For many of us, history as a concept is made up of events we have lived through, can recall easily, and can compare with the present. Everything else is safely tucked away in a book, frames of reference from long ago for historians to conjure with.
Which is a shame, especially when it comes to a political campaign like the one that ended on Tuesday night, a slog of low-road tactics that for all practical purposes began before Barack Obama took the oath of office on Jan. 20, 2009.
The wailing and gnashing of teeth about the ways and means of the candidates in this year’s election push, the cries from both camps about it being the “dirtiest campaign ever,” the demonization of the presidential names (the incumbent hadn’t “figured out what it means to be an American” and the challenger was a “dishonest, clueless, robotic rich man”), and the stupendous spending involved ($2 billion and counting, equaling Rwanda’s gross national product) suggest there’s never been anything like it in American politics.
The $2 billion figure certainly sets a stupendously high bar, but the hyperbolic rhetoric of campaign statements and the demonization of individuals who have put themselves up for a vote by their peers are old hat, courtesy of one of history’s hallmark standards: When it comes to human behavior, there is very little that is new under the sun. We can double-down on that when it comes to politics.
Take 1800, and contemporary accounts of a year in which two of our founder-giants, John Adams, the incumbent president, and Thomas Jefferson, the vice president, faced off in the election for president:
Campaigning in what one Federalist-era chronicler called a “vat of contumely” (i.e., rude, arrogant remarks or acts), the camps gave no quarter in their attacks.
For Adams’s followers, the author of the Declaration of Independence was “mean-spirited fellow whose mother was a squaw and his father a mulatto.” He was also guilty of “cowardice, of being an atheist, and a libertine,” per various pamphlets.
Jefferson’s followers didn’t hold back, labeling the sitting president, among other things, as a “hideous hermaphroditical character.” In the event voters misconstrued that last description, Adams was also said to be “a tyrant, a fool, a criminal, a hypocritical Yankee, and a criminal.”
Jefferson won the day, but his chief rhetorician (now “speechwriter”) found himself in jail the following year after being convicted for libeling Adams.
Historians have done comparable work in writing about other national elections that spawned high-voltage charges back and forth – Andrew Jackson vs. John Quincy Adams, Abraham Lincoln against the likes of Kentucky’s John Breckinridge, Tennessee’s John Bell, and Stephen Douglas of Illinois in 1860 and his former general-in-chief, George McClellan, in 1864. FDR jousted with Herbert Hoover, Alf Landon, Wendell Willkie, and Thomas Dewey in 1932, 1936, 1940,and 1944, and Harry Truman faced Dewey in a barn-burner in 1948.

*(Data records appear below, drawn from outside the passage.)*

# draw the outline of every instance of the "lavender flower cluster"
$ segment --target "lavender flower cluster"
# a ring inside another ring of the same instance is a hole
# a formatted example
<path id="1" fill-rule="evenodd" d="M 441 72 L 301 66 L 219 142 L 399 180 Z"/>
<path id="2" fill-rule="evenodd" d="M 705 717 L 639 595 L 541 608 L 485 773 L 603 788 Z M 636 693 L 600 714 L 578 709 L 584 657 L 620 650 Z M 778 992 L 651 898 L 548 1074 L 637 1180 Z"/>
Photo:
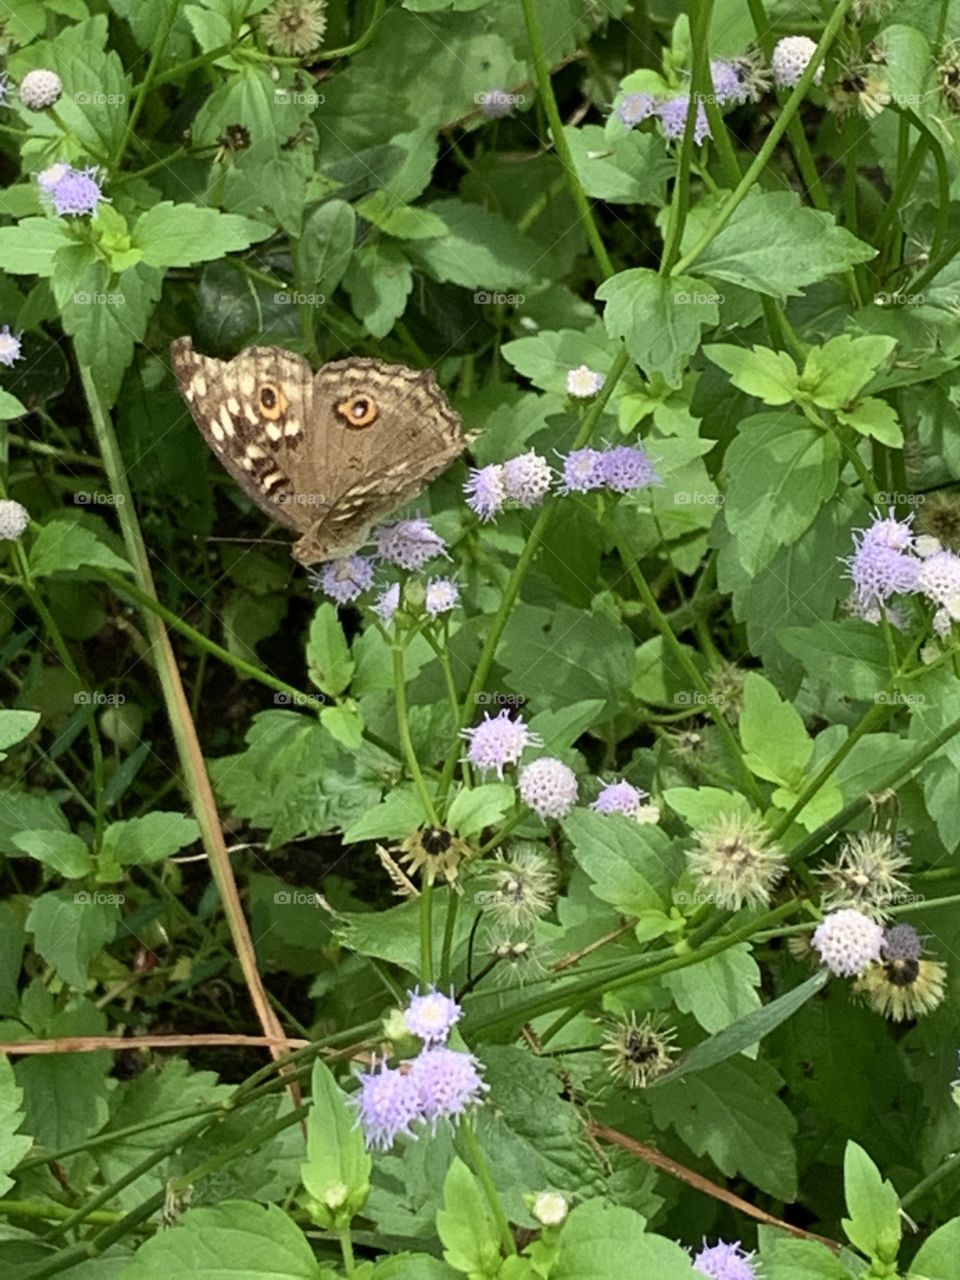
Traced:
<path id="1" fill-rule="evenodd" d="M 879 622 L 885 609 L 890 616 L 893 596 L 922 595 L 936 606 L 933 627 L 944 636 L 960 620 L 960 556 L 928 534 L 916 536 L 912 520 L 897 520 L 891 509 L 854 532 L 855 550 L 846 562 L 853 579 L 852 610 Z"/>
<path id="2" fill-rule="evenodd" d="M 424 1047 L 399 1067 L 381 1061 L 379 1066 L 374 1062 L 371 1071 L 361 1072 L 355 1105 L 367 1147 L 388 1151 L 398 1137 L 418 1136 L 414 1124 L 420 1122 L 435 1131 L 441 1120 L 456 1123 L 468 1107 L 483 1100 L 488 1085 L 479 1062 L 472 1053 L 461 1053 L 446 1043 L 462 1013 L 457 1002 L 442 992 L 410 992 L 404 1025 L 423 1040 Z"/>
<path id="3" fill-rule="evenodd" d="M 330 560 L 321 569 L 311 573 L 310 585 L 314 590 L 323 591 L 337 604 L 353 604 L 373 586 L 377 561 L 415 572 L 438 556 L 447 554 L 447 544 L 421 516 L 381 525 L 374 530 L 373 542 L 376 547 L 375 557 L 352 555 Z M 460 588 L 452 578 L 429 579 L 424 589 L 423 602 L 429 617 L 437 618 L 449 613 L 459 602 Z M 399 607 L 400 584 L 394 582 L 380 592 L 373 611 L 386 625 Z"/>
<path id="4" fill-rule="evenodd" d="M 96 167 L 74 169 L 69 164 L 52 164 L 37 174 L 42 194 L 53 204 L 61 218 L 94 214 L 106 200 Z"/>
<path id="5" fill-rule="evenodd" d="M 808 36 L 786 36 L 780 40 L 770 58 L 769 68 L 759 58 L 746 54 L 741 58 L 714 58 L 710 63 L 712 99 L 718 107 L 741 106 L 758 102 L 770 87 L 771 80 L 779 89 L 792 89 L 807 69 L 816 44 Z M 819 67 L 814 83 L 819 84 L 823 68 Z M 645 120 L 656 119 L 670 142 L 683 138 L 692 101 L 689 93 L 670 96 L 652 93 L 627 93 L 615 110 L 621 124 L 634 129 Z M 697 146 L 712 137 L 704 101 L 696 104 L 693 139 Z"/>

Each campaign, in its own way, mirrored what we have seen in the recently concluded election cycle – save for the extent of the electioneering, which was mere months-long in earlier times.
Time will tell how the rhetoric of the 2012 campaign will play out in the governance to follow, a governance that will have the same electoral ingredients that were in place a week ago: A Democratic president and Senate, and a Republican House hard-wired, it seems, to the abrasive tone of its Tea Party adherents.
Early on Wednesday morning, Mitt Romney gave a short concession speech that was both bitter-sweet and gracious. President Obama followed with a victory speech that was gracious in return, quietly triumphant, and forward-looking.
Later in the morning, Senate Republican leader Mitch McConnell added some chill to the warm air generated by Romney and Obama, saying, “The voters have not endorsed the failures or excesses of the president’s first term. Now it’s time for the president to propose solutions that actually have a chance of passing the Republican-controlled House and deliver in a way that he did not in his first four years in office.”
For his part, John Boehner, speaker of the US House and now the titular leader of the Republican Party, was less chilly, offering the notion that the elections were a mandate to take “steps together” to boost the economy.
The recent campaign suggests that we take such sentiments at less than face value, but Americans are hopeful, and we shall see.